Au cinéma, comme au théâtre et à l’opéra, il concevait des costumes magnifiques. Il fut récompensé quatre fois par les césars et une fois par les molières. Il s’est éteint à l’âge de 76 ans.
C’était un poète de l’étoffe, de la couleur, de la coupe. Un homme d’une sensibilité bouleversante. Les larmes envahissaient souvent ses yeux bleus, leur donnant une liquidité troublante. C’était un grand artiste qui avait été conduit au cinéma par sa maman, qui l’emmenait le jeudi (c’était le jour où l’on n’allait pas à l’école, en ce temps-là) assister à une ou deux séances, et à d’autres encore, les jours de repos. Elle était couturière. On allait au cinéma à l’Apollo de Valence d’Agen.

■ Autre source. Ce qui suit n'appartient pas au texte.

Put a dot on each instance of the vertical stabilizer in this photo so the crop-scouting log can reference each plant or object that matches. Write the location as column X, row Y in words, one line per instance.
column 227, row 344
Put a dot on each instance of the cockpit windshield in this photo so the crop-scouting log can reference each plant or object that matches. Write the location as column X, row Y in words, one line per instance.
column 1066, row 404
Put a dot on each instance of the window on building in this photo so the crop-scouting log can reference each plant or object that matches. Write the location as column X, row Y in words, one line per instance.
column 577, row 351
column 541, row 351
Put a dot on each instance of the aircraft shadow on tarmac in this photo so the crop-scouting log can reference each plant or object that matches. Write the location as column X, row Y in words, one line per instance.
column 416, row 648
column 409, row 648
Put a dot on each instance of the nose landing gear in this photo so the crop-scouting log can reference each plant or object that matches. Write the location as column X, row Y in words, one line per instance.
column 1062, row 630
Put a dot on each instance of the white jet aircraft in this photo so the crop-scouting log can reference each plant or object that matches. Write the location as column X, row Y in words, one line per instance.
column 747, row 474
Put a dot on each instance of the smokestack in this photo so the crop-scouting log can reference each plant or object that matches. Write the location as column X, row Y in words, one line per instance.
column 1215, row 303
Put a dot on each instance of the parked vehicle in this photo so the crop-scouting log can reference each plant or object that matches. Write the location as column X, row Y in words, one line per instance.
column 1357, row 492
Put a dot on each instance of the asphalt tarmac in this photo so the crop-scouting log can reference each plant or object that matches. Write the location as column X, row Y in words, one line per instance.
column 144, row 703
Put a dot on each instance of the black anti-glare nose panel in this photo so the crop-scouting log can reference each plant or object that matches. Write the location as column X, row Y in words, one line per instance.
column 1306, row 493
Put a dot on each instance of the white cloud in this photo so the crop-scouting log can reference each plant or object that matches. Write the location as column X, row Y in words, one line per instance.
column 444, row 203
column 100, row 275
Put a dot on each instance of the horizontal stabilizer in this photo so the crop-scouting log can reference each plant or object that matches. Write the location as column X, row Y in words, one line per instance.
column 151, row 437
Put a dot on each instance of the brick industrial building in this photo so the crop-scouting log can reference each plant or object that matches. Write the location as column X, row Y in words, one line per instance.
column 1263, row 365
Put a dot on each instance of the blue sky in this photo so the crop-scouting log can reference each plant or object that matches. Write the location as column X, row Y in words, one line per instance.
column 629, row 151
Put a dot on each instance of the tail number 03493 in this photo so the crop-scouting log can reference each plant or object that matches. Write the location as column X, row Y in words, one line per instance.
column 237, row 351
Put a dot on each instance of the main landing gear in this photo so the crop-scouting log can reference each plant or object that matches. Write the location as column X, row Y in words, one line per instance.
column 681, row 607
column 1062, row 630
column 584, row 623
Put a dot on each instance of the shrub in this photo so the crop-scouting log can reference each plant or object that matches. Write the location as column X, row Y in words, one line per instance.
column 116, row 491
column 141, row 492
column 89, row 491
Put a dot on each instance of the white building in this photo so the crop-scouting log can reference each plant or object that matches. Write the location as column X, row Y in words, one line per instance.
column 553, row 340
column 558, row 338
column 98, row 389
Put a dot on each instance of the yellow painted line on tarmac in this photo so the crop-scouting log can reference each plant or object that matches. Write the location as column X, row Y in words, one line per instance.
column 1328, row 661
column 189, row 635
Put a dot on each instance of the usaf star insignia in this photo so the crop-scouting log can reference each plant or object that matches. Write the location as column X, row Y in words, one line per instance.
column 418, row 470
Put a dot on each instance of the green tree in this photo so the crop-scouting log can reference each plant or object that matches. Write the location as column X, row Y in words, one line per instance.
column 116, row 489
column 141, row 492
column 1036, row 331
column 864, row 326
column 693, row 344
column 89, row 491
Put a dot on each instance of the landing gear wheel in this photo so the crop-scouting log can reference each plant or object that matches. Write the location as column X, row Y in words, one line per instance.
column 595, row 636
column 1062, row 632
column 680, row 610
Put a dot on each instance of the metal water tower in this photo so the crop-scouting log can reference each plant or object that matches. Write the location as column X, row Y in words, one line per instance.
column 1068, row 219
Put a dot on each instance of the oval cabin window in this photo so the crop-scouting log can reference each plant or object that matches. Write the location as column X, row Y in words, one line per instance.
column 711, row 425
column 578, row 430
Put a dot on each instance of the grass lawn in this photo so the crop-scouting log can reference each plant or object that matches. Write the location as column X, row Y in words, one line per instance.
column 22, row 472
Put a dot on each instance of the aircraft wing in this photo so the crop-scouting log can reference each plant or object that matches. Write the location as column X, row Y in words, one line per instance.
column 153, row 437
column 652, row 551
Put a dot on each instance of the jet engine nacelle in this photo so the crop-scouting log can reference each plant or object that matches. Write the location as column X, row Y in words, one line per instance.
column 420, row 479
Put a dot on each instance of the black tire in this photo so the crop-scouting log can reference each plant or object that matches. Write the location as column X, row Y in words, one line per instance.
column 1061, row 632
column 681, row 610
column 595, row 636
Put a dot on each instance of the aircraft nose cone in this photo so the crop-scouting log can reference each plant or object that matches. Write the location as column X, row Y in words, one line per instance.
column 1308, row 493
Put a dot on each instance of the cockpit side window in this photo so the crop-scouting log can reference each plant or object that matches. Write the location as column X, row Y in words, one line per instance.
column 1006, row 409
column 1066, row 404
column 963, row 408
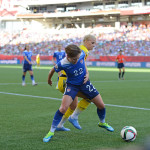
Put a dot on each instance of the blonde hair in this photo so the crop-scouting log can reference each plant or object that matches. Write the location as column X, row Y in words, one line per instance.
column 88, row 37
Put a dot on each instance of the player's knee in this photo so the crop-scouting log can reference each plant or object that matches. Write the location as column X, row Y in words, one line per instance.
column 63, row 109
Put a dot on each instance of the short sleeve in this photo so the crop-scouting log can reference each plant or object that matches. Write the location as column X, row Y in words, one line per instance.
column 58, row 67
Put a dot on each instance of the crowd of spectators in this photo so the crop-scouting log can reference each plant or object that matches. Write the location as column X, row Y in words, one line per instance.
column 133, row 40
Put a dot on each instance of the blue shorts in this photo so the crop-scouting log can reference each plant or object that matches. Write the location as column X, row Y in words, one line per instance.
column 120, row 65
column 27, row 67
column 87, row 89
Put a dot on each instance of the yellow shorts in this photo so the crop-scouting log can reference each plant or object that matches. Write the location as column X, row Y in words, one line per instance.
column 61, row 85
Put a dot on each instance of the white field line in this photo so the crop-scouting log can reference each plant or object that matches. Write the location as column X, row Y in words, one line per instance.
column 92, row 81
column 52, row 98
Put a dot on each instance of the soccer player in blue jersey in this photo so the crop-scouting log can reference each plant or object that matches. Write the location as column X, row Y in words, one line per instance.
column 77, row 81
column 58, row 55
column 27, row 65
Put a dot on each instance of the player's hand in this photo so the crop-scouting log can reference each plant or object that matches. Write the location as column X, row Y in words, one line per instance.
column 86, row 78
column 50, row 82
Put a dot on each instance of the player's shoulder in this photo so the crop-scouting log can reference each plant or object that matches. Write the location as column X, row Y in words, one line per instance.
column 64, row 62
column 82, row 47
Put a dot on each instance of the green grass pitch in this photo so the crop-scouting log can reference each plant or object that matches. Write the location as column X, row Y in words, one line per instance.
column 26, row 113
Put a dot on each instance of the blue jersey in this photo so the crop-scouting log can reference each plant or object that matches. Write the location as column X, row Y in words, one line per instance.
column 28, row 54
column 59, row 55
column 75, row 72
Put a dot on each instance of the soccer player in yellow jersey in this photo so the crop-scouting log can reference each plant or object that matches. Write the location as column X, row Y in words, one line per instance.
column 89, row 42
column 38, row 60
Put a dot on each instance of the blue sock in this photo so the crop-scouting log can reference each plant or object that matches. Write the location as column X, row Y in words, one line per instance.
column 23, row 78
column 57, row 118
column 101, row 113
column 32, row 78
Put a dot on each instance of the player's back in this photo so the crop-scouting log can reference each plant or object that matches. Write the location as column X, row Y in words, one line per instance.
column 59, row 55
column 28, row 54
column 75, row 72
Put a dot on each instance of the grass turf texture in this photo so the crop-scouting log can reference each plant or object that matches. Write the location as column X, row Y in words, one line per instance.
column 25, row 120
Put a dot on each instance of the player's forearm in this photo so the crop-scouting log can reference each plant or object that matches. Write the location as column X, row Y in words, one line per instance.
column 27, row 59
column 51, row 73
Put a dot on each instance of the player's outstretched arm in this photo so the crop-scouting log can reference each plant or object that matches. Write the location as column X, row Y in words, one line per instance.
column 50, row 76
column 25, row 57
column 86, row 77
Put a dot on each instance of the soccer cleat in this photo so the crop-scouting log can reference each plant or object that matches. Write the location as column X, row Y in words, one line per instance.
column 48, row 137
column 23, row 84
column 75, row 123
column 106, row 126
column 62, row 129
column 34, row 84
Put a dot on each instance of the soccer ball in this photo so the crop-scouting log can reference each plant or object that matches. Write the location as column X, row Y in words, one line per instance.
column 128, row 133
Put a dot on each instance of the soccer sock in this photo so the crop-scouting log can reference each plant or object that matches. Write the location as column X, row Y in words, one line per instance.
column 23, row 78
column 82, row 105
column 57, row 118
column 32, row 78
column 65, row 117
column 101, row 113
column 123, row 74
column 119, row 74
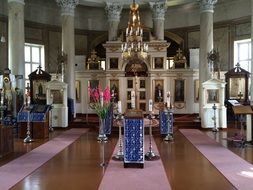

Christian Gasc était né à Dunes, en Tarn-et-Garonne le 6 août 1945. Il avait conservé un léger accent qui disait ses racines du sud-ouest. Un visage aux traits nets sous un grand front légèrement bombé, ce regard, un débit rapide, des cheveux un peu longs, devenus blancs avec le temps. Des mains très expressives.
Le jeune Christian Gasc eut donc très tôt accès à ce qui nouera son destin d’artiste : les costumes et le 7ème art. Mais il fut aussi très actif au théâtre et à l’opéra.
On ne saurait citer ici tous les films qu’il a contribué à sublimer, ni les ouvrages lyriques, ni les pièces. Christian Gasc aimait les artistes qu’il habillait et puisait dans une connaissance profonde de l’histoire du costume, une manière d’une délicatesse époustouflante.
Il racontait comment c’est Liliane de Kermadec, décédée il y a deux ans, qui avait la première fait appel à lui pour son film Aloïse où il habilla Isabelle Huppert et Delphine Seyrig. Il avait rencontré la réalisatrice à la Cinémathèque Française, qu’il fréquentait assidûment à Paris. Dès 19 ans, il avait quitté son sud-ouest pour la capitale.
Il aimait travailler dans le compagnonnage. Il fut essentiel dans le chemin, bref hélas, mais inoubliable, de Pierre Romans. C’est dans ces années, 70-90, qu’on apprit à le connaître au plus près, farouche et taiseux parfois, et libre et volubile quand il savait qu’on le comprenait. Il est indissociable du chemin de Benoît Jacquot, comme de celui d’André Téchiné. Sur le tournage de Souvenirs d’en France, il fait la grande rencontre de sa vie, Marie-France Pisier. La mort tragique de cette femme aussi belle qu’intelligente l’avait beaucoup marqué.
On ne saurait tout citer des œuvres nombreuses qu’il a contribué à embellir. Quatre césars des costumes. Trois en rafale pour Madame Butterfly de Frédéric Mitterrand, en 95, Ridicule de Patrice Leconte en 96, Le Bossu de Philippe de Broca, en 97. Puis pour Les Adieux à la reine de Benoît Jacquot, en 2012.
Au théâtre, outre Pierre Romans, de L’Illusion comique en 80, aux Tchekhov des années 88 à 90, à Avignon et Barcelone, avec la compagnie de José Maria Flotats, Aurélien Recoing, Eloi Recoing, Jean-Baptiste Sastre, Thierry Harcourt, Catherine Hiegel, Pierre Notte, entre autres, s’appuyaient sur sa sensibilité profonde. Côté opéra aussi, Christian Gasc aura créé de somptueux costumes, tels ceux pour les mises en scène de Pierre Romans et Benoît Jacquot, mais aussi de Daniel Schmid, Jean-Louis Grinda, Claire Servais, Antoine Bourseiller, Alain Marcel, entre autres, très nombreux.
Cet homme unique, d’un savoir vaste, mériterait amplement d’être un jour à l’honneur du Centre du costume de scène de Moulins…Ou de la Cinémathèque.